Thursday, March 5, 2015

JESUS LOVES THE LITTLE CHILDREN (as published in the Cheraw Chronicle)

When we were growing up we had the best of both worlds where our religious training was concerned.  We were brought up in both the Catholic and Southern Baptist churches.  We learned to understand and cherish the Sacraments of the Catholic Church, the peace of the Mass and the strict discipline of the Sisters that taught us in school (might I even say, fear?)  I attended Catholic schools until we moved to Ruby when I was 15. From the Southern Baptists of my Grandparents church (our beloved Douglas Mill Baptist Church) I learned to read my Bible and things I did not understand were explained to me my Grandmother, ever the teacher.  I learned to love all the old hymns in the Broadman of my favorite hymns was Wayfaring Stranger.  It says so much about our Journey here on earth and what God expects of us.  To often we ignore a call or put aside an obligation.  We have a wealth of freedoms that we take for granted untill it is nearly to late.  Bitter words can part of us from the love of our Church families and essentially from the Benediction of our faith.
Most of you know that I came close to meeting Jesus this past summer but while I may have been ready, others including God had other ideas.  I even had a visitation from long passed mothers of my family who told me that all would be well.  Eventually.  So, I held onto my faith and let God work his miracles.  On facebook when I was finally able to sit up for while and read all the prayers that had been sent up for me, I found I had a new friend that I really had never heard from before. I have never been sure how this Minister of a church in Kenya came to be my friend, but trusting in God we have been visiting on Facebook for many months.  He has offered up prayer for me and I for him and his flock.  They need rain for the crops, so I pray for rain for them.  His church is in its infancy but they have so much faith.  We have been discussing the possibility of a Sister Church to sponsor them and help them to get Bibles and Bible story books for the children; to give them moral support and help them get firmly on their feet.  I love to look at the photos of his Congregation and how they get to their knees to  ask for God's blessings.  In a time when so many are punished by death for their Christian beliefs, and even here some of our traditions are banned where our holidays are concerned, I know that their little church will survive.  If you would like to friend Lucas and his Church on Facebook his full name is Lucas Wafula Wechuli.  Just go on Facebook, tell him God sent you.  Here is a photo of three of the little children in Jesus's care...there are many more photos on Lucas's home page.

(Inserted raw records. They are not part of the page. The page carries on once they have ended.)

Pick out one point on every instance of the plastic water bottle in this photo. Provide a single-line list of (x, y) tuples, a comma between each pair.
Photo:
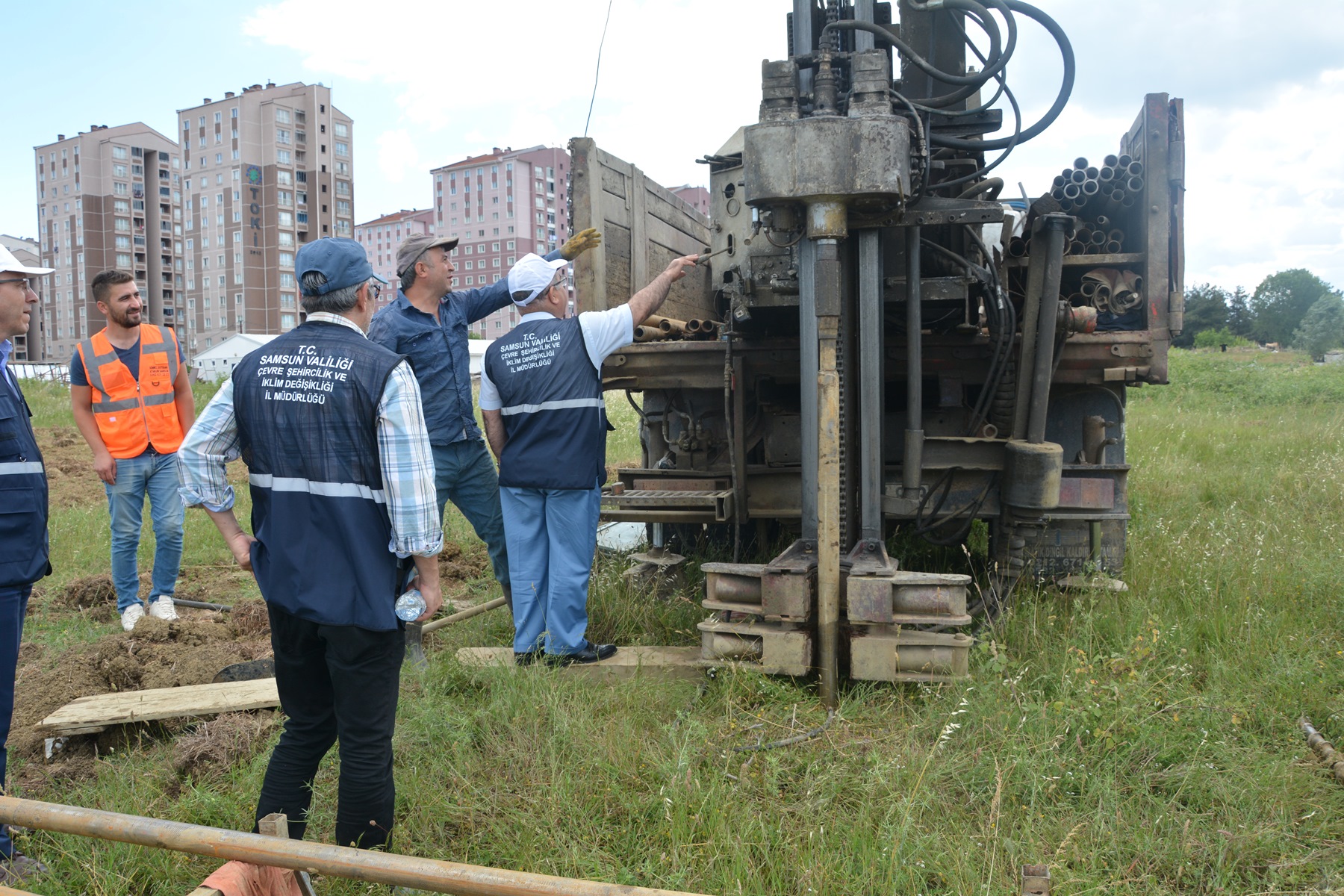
[(410, 606)]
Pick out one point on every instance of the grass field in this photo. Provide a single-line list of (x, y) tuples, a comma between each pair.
[(1139, 743)]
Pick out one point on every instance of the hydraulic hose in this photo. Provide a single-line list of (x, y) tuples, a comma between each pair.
[(1066, 89)]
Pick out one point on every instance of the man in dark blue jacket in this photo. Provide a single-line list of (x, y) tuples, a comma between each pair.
[(429, 324), (23, 519), (546, 421)]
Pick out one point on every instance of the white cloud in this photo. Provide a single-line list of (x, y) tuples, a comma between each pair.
[(396, 156)]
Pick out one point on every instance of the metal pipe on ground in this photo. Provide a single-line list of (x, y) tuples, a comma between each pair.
[(1324, 748), (339, 862), (464, 615)]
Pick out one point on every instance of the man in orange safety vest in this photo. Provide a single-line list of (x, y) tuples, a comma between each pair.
[(134, 406)]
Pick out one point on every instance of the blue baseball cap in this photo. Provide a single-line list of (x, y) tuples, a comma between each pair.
[(342, 261)]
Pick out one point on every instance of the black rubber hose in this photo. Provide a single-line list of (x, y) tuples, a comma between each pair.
[(961, 93), (1066, 89), (924, 65)]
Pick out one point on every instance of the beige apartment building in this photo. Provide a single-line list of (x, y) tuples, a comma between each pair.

Thursday, February 26, 2015

The Tomato King

Last year, Mac said he wasn't going to plant so many tomatoes.  This was after our tomatoes were like zucchini in that we couldn't
 give them away.  I canned and froze tomatoes and wrapped green ones in newspaper and stored them in the pantry.  We were eating tomatoes at Thanksgiving.  He grows some really great ones in these things he call "growtainers".  They hold two plants each.
  He has four of them.  The tomatoes get to be softball and bigger size.  They make great sink sandwiches.  He has the makings for
 four more of these growtainers out there.  Okay, so that's eight tomato plants already bearing.  But wait!  He has nearly an acre  planted in melons, beans,  Armendian melons (a great cucumber), eggplant and peppers...we have strawberries (still putting on fruit)
 and YES we have TOMATOES.  There are Celebrity,  Mortgage Lifter (three different varieties) and lord knows what else.  He even
 has some grafting stock to try grafting.  Like we don't have enough already. 
I saw this little marvel  of a gadget on The Price is Right.  It was called a Tomato Press.  Okay, so lots of you already knew about this thing, but I didn't.  So that weekend, I used it for the second time.  I put on a big pan of boiling water and started blanching the
 baskets and baskets of tomatoes that were sitting on every available space in the kitchen and dining room.  I just plopped the tomatoes, skin and all, into the hopper and started turning the handle.  Out poured lovely tomato sauce.  I put the skin and seed  back through and got more juice...I worked for nearly three hours and ended up with ten quarts of lovely tomato's for use in sauces of  all kinds.  And it made a pretty good juice, too. 
Last year, it went like this: I had just spent two hours watering the garden.  I  watered the fruit trees and all the tomatoes, the  Strawberries and the eggplant. I watered the peppers (bell and HOT) and the flowers even got some attention for a change.  Done  with the front, I turned the hose over to Mac and came inside for a cup of coffee!   Mac was down in the big garden watering .  I went down to take him a cold drink and he was shaking his head.  "What's up?" I asked him.  He looked around at the 80+ Tomato plants (including the three he had planted on Saturday) and said "I'm not going to plant so many tomatoes next year."   I  nodded wisely, but a mental eye roll was what was going on in my head.  Yep, I've heard that before!  Right  now, at this very  second he is going through a box of seeds he saved from last year.  They are tomato seeds.  I give up.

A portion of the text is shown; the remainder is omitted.